331: New Model Army
How much scepticism is too much? Did I always have to assume everyone was against me?
Short answer: yes.
Long answer: what the fuck is wrong with you, haven’t you been paying attention? Of course I have to prepare for the worst possible outcome. Now brace for impact.
But it’s very tiring constantly waiting for the other shoe to drop, always looking for the worst in people. Especially when you keep finding it.
It wasn’t like my paranoia was completely without evidence. My expectation that people would turn on me was based on my reality. Not just recent events, but throughout my life.
I didn’t necessarily blame anyone. It wasn’t like I offered very much in the way of a desirable alternative. I provided temporary accommodation while the permanent residence was being readied.

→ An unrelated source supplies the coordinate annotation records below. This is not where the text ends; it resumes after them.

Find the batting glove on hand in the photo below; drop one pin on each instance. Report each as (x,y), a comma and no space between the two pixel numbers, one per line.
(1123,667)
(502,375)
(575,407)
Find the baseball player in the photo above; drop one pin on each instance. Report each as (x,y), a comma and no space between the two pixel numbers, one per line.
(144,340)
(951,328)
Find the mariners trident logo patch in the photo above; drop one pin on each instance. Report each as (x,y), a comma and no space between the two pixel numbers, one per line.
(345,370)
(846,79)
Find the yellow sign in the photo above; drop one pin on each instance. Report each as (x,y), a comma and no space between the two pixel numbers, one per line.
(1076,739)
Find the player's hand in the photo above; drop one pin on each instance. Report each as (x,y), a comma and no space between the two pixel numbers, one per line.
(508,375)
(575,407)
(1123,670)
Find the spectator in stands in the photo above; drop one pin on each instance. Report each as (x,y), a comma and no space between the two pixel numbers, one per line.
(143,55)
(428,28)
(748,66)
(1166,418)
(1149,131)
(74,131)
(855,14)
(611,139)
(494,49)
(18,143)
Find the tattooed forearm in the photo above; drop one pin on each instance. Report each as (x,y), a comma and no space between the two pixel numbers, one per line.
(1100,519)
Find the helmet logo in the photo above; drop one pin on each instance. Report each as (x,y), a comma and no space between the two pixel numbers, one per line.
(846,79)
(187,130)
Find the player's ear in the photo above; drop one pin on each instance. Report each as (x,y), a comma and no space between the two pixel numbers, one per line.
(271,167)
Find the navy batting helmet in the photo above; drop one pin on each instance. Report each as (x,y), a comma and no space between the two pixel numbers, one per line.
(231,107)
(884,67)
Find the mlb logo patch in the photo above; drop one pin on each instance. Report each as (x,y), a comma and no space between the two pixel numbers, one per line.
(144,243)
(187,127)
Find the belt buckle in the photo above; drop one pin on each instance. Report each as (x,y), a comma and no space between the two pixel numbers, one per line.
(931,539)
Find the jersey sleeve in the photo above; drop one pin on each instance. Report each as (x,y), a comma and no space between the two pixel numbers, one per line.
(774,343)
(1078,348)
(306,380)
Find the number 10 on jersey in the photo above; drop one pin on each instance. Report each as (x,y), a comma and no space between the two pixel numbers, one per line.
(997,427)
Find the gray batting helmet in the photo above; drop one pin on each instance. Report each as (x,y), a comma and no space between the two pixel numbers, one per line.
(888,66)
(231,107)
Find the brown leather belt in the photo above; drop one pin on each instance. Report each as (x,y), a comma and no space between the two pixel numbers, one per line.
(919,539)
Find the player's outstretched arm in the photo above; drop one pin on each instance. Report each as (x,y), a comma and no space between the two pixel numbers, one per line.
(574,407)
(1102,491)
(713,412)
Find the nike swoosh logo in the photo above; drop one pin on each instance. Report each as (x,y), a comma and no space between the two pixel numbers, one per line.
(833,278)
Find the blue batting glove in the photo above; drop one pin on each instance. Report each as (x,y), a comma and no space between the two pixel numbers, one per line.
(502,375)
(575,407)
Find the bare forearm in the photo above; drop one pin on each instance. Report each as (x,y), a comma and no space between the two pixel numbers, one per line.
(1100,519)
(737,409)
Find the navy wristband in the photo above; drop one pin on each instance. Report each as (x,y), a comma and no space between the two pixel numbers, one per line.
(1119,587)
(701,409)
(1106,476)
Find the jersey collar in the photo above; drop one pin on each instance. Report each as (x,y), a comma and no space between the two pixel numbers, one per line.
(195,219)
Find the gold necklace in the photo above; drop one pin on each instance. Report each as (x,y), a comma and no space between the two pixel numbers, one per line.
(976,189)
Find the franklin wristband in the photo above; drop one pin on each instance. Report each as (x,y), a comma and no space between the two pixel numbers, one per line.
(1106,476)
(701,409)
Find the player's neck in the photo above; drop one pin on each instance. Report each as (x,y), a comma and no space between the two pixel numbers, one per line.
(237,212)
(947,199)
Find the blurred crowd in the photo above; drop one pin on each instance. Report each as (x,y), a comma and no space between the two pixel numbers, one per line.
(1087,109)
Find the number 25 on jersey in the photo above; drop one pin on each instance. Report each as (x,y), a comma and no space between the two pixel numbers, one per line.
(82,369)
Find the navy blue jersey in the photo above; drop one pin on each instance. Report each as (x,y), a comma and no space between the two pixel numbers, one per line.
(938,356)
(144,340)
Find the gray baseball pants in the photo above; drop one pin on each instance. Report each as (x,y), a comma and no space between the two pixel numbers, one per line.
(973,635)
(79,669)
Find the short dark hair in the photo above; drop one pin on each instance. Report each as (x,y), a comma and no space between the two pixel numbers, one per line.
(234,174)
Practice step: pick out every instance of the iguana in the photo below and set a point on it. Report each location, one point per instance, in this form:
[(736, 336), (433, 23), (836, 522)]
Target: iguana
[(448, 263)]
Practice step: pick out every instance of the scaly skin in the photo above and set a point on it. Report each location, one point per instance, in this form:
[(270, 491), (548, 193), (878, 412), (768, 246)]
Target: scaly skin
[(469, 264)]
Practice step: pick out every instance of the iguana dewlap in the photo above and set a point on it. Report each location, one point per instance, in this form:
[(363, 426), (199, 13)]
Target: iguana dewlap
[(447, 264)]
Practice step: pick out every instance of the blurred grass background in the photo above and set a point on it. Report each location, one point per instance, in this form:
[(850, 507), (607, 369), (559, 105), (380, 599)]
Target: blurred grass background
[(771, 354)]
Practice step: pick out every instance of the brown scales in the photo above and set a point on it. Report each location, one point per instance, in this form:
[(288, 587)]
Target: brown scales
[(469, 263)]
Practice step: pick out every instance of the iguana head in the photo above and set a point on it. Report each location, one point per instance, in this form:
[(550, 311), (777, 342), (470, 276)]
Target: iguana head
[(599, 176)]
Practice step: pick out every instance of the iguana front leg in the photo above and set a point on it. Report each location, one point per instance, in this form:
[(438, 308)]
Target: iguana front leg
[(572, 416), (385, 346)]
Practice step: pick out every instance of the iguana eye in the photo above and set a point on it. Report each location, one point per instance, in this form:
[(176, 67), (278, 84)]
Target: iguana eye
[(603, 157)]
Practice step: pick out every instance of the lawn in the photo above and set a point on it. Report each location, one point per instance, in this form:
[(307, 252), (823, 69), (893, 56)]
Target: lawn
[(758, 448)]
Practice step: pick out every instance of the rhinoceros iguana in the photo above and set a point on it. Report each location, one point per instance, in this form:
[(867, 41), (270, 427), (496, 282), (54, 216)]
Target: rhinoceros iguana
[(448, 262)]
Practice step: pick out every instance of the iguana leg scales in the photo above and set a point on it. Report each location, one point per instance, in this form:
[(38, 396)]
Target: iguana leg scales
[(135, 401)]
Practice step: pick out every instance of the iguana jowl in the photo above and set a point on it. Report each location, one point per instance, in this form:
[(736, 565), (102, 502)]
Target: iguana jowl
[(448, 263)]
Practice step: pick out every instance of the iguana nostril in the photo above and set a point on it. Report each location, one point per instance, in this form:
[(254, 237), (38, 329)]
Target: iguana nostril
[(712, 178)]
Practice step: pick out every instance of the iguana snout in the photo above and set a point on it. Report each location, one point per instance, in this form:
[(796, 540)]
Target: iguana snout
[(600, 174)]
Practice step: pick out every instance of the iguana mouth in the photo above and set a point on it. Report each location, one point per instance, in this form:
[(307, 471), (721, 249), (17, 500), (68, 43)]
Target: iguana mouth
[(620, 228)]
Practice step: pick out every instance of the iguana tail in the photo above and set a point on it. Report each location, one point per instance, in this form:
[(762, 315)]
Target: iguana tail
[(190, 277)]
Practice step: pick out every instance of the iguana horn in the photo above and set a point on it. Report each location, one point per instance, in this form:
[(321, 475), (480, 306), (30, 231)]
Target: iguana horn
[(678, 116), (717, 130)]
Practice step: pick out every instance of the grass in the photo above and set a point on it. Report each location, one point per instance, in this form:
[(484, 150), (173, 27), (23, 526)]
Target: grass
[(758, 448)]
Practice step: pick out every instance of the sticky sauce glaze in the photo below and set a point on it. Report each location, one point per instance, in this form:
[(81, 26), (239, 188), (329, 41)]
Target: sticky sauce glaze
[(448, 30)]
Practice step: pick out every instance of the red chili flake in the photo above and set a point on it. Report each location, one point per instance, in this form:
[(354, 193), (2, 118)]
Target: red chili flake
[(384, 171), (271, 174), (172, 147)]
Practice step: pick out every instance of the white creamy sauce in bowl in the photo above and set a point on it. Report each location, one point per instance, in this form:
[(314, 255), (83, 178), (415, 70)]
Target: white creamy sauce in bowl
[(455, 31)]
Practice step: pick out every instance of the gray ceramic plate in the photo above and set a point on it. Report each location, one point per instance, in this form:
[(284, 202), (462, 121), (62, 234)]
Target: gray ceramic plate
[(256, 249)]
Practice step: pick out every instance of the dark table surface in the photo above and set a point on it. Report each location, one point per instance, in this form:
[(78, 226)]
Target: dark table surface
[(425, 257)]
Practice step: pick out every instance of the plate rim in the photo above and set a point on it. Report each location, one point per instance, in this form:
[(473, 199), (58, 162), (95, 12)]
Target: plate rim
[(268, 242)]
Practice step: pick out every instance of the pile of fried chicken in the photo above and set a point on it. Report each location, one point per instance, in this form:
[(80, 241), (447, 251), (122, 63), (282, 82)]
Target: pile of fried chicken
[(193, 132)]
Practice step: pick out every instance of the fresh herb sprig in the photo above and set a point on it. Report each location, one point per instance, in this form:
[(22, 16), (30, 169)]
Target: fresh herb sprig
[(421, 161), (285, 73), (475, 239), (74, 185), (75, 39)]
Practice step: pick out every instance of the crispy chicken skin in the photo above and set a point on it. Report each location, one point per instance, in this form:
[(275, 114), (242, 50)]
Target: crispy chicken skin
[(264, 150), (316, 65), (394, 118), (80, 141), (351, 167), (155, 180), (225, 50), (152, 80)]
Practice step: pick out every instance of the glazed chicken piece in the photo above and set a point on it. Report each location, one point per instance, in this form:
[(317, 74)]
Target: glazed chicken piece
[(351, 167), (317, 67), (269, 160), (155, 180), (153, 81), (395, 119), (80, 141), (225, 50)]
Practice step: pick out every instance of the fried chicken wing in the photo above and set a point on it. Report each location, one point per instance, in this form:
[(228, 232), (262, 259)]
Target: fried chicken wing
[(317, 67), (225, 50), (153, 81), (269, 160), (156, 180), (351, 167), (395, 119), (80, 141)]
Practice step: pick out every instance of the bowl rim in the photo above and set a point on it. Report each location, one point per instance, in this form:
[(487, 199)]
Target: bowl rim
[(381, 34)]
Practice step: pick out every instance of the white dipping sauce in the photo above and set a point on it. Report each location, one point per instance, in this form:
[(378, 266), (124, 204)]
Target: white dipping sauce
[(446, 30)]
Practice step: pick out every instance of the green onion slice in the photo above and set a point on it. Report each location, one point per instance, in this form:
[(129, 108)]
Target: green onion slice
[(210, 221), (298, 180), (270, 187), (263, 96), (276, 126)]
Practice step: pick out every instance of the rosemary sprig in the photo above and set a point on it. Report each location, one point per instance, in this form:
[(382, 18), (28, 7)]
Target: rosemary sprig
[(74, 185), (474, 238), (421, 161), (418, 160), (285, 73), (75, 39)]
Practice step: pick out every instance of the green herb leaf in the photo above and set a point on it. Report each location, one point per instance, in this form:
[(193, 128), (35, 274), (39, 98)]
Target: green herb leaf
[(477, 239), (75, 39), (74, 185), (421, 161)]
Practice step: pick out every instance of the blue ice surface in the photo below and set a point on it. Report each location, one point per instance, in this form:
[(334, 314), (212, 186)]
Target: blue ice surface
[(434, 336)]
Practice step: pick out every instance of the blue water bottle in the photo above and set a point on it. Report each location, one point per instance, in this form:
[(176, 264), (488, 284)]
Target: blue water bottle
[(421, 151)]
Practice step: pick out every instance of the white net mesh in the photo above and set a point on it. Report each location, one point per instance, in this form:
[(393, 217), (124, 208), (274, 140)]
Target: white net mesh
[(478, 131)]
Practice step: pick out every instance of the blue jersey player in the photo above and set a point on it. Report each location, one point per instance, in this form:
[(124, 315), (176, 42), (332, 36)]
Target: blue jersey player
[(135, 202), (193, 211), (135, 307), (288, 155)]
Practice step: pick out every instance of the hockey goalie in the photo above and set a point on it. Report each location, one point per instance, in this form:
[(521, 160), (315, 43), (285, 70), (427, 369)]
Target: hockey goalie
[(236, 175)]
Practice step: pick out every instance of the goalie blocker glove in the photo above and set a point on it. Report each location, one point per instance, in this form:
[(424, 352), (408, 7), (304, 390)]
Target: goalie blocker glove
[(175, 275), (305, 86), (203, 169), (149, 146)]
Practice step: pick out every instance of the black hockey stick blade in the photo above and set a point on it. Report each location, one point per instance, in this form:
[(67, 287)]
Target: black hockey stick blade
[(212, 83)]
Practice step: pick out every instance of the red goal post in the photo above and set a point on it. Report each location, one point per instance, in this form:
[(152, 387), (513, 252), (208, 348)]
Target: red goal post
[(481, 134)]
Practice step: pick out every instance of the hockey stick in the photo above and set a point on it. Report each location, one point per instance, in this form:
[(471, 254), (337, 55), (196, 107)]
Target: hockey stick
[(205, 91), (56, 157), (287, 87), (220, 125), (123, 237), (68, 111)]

“What’s your name?” I asked the priestess of the shrine.
“I am Richina. They call me the Fire Bird.” Her voice was light and friendly. She had already offered me her services, with heavy sexual undertones.
Maybe that wasn’t fair. Just because a girl is pleasant to a guy doesn’t mean she’s foaming at the gash.
Yes, I’m putting it in vulgar terms, but that’s the best way to think of it if you want to see things clearly. Don’t pretend it’s something it’s not.
Maybe when she said, “I am yours to do with as you wish,” she did actually mean it sexually. Maybe she didn’t. The truth was, I was heavily backed up and in desperate need of release, and it was easy to see everything in sexual terms under those conditions. I’d spotted a well-endowed coconut tree on the way here. I was thinking about asking for its number later.
“When you say you’re mine to do with as I wish, could you be a little more specific?”
A joke’s not funny once you explain it, and flirting stops being sexy as soon as you ask for written consent.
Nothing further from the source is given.